Tipp 6: Begegnen Sie sich selbst mit Verständnis
Was würden Sie einer Freundin oder einem Freund raten, die oder der sich aufgrund einer ähnlichen Situation große Vorwürfe macht? Würden Sie sie oder ihn genauso verurteilen wie sich selbst? Bestimmt nicht. Meist gehen wir mit uns selbst viel härter um als mit unseren Mitmenschen. Ich glaube, wir könnten ruhig alle mal etwas netter und verständnisvoller mit uns selbst sein.

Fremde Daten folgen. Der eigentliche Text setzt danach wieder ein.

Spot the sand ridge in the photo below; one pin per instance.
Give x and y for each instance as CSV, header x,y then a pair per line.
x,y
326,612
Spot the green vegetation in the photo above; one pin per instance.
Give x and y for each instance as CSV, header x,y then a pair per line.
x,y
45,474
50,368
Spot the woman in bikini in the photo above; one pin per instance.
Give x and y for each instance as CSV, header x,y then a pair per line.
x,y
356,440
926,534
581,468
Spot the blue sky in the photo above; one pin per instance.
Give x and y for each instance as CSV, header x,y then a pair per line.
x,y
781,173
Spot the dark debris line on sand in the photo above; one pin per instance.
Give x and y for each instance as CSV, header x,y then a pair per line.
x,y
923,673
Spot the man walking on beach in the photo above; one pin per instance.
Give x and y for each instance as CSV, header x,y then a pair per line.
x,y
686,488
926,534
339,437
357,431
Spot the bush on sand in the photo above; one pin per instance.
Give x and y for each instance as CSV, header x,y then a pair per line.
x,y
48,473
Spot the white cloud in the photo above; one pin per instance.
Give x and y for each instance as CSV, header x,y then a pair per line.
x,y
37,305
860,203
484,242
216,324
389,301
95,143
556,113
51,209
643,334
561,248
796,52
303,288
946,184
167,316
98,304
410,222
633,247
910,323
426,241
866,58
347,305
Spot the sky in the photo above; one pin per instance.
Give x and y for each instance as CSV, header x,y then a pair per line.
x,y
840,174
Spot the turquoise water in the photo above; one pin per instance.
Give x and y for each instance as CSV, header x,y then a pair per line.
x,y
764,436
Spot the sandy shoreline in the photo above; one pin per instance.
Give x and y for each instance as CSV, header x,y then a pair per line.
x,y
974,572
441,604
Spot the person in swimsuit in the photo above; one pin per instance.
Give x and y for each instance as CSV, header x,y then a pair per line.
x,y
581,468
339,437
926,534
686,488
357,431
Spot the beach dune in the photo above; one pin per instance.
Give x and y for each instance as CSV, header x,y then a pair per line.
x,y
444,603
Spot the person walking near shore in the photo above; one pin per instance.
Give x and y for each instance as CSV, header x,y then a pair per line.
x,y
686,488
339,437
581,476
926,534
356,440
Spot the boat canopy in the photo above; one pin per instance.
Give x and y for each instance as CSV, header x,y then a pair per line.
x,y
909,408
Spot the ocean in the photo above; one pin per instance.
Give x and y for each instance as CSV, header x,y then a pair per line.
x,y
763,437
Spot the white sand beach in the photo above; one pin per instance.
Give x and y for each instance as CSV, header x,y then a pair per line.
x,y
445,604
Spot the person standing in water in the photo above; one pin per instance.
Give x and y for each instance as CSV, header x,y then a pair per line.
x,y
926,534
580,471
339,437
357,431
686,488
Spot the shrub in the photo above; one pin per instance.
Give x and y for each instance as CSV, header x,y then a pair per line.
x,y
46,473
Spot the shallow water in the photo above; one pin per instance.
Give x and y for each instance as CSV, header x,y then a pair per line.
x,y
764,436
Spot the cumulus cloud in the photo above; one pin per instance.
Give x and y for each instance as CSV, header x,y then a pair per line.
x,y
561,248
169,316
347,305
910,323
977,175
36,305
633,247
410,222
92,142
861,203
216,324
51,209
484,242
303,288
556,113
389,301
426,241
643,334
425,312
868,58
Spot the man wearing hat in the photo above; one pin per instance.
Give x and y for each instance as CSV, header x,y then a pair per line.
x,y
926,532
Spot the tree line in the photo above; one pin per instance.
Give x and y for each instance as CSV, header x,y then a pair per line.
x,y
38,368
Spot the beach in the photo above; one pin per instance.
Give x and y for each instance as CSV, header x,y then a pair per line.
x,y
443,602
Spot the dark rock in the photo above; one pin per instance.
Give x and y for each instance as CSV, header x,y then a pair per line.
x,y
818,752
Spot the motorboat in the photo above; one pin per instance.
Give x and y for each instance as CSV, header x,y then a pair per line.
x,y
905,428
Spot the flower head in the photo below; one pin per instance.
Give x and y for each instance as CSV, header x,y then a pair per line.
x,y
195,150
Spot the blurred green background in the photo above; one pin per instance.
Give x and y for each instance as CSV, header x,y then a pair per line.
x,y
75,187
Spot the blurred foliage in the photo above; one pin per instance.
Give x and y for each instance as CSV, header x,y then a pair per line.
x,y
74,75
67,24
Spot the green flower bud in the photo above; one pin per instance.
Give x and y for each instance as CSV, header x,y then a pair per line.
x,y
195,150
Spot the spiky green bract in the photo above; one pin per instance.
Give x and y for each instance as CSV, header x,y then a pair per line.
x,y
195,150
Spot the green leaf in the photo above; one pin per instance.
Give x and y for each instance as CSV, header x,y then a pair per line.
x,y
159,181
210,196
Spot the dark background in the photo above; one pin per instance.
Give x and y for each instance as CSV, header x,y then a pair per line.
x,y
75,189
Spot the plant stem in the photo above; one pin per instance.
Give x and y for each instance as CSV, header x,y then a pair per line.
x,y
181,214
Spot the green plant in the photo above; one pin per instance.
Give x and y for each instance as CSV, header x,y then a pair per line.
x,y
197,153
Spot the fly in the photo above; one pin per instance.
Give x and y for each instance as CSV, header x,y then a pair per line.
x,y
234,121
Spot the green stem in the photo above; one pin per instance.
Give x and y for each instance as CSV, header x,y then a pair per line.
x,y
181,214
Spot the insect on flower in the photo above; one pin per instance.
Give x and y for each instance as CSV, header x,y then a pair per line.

Tipp 7: Wiederholen Sie Ihre Gedanken der Selbstakzeptanz und des Verständnisses für Sie selbst
Unser Gehirn braucht Zeit, sich an neue Gedanken zu gewöhnen. Wenn Sie sich lange Zeit selbst verurteilt haben, dann seien Sie geduldig mit dem Einüben neuer freundlicherer Gedanken. Es kann etwas dauern, bis diese neuen Gedanken verinnerlicht sind. Wann immer Sie sich in Ihren Selbstvorwürfen ertappen, sagen Sie sich:
„Ich bin bereit, die Situation so zu akzeptieren, wie sie ist. Ich habe mein Bestes gegeben.“
Machen Sie sich bitte bewusst: Wir können in jedem Moment nur danach handeln, wie wir es zu diesem Augenblick für richtig halten. Mit dem Wissen, der Erfahrung und der Gefühlslage dieses Momentes. Wir können nicht in die Zukunft blicken. Fehler passieren auch weiterhin. Aber wir können – wie gesagt – immer wieder neue, bessere Entscheidungen treffen und uns liebevoller, verständnisvoller, offener, ehrlicher etc. verhalten, als wir es bisher getan haben.